Algorithm of In-Database CHAID analysis node in workspace

Algorithm of In-Database CHAID analysis node in workspace

book

Article ID: KB0080540

calendar_today

Updated On:

Products Versions
Spotfire Statistica 13.0 and higher

Description

Does In-Database CHAID analysis (In-DB CHAID) use the same algorithm as in Standard, Exchaustive, or Advanced I-Tree CHAID analysis?

Issue/Introduction

Algorithm of In-Database CHAID analysis node in workspace

Environment

Windows

Resolution

In Statistica workspace node browser, there are 3 different SVB nodes for I-Tree CHAID regression analysis:  “CHAID Standard Regression (SVB)”, “Advanced Regression CHAID (SVB)”, and “Exhaustive Regression CAHID (SVB)”.

User-added image

In-DB CHAID does the regular/non-exhaustive type of I-Tree CHAID analysis.

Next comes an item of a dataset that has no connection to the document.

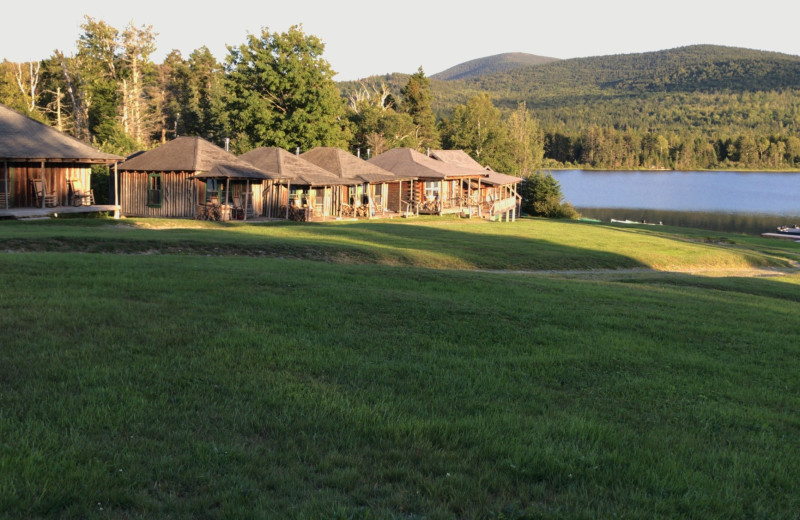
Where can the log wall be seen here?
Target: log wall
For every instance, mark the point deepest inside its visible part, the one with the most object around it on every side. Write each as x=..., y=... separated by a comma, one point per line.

The Advanced CHAID node in above screenshot is the WPF node version of the Standard CHAID algorithm.

Workspace In-DB CHAID node uses similar algorithm as in Advanced CHAID node, except some minor differences observed when comparing the parameters for the two nodes:

1. The intervals for continuous variables are based on percentiles (value range 2-50 allowed) for In-DB CHAID node, while ITree CHAID (Advanced CHAID) uses General Chi-square statistics. 

In-DB CHAID Interval Options for continuous variables:

User-added image

Advanced I-Tree CHAID Chi-Square statistics for continuous variables:

User-added image

2. The stopping parameter: In-DB CHAID node uses "minimum n of cases" while Advanced ITree CHAID node uses "minimum n (%) of cases".

In-DB CHAID stopping parameter: minimum n of cases:

User-added image

Advanced I-Tree CHAID stopping parameter: minimum n % of cases:

User-added image

Note:

1. Users may not get similar results for In-DB CHAID and Advanced I-Tree CHAID due to above two differences.

2. If user only has categorical predictors and no continuous predictors in the analysis, he may can get similar results by adjusting the stopping parameter of minimum number or % of cases in the two nodes. In such situation, user can compute the minimum % of cases such that it will match the minimum number of case as stopping parameter.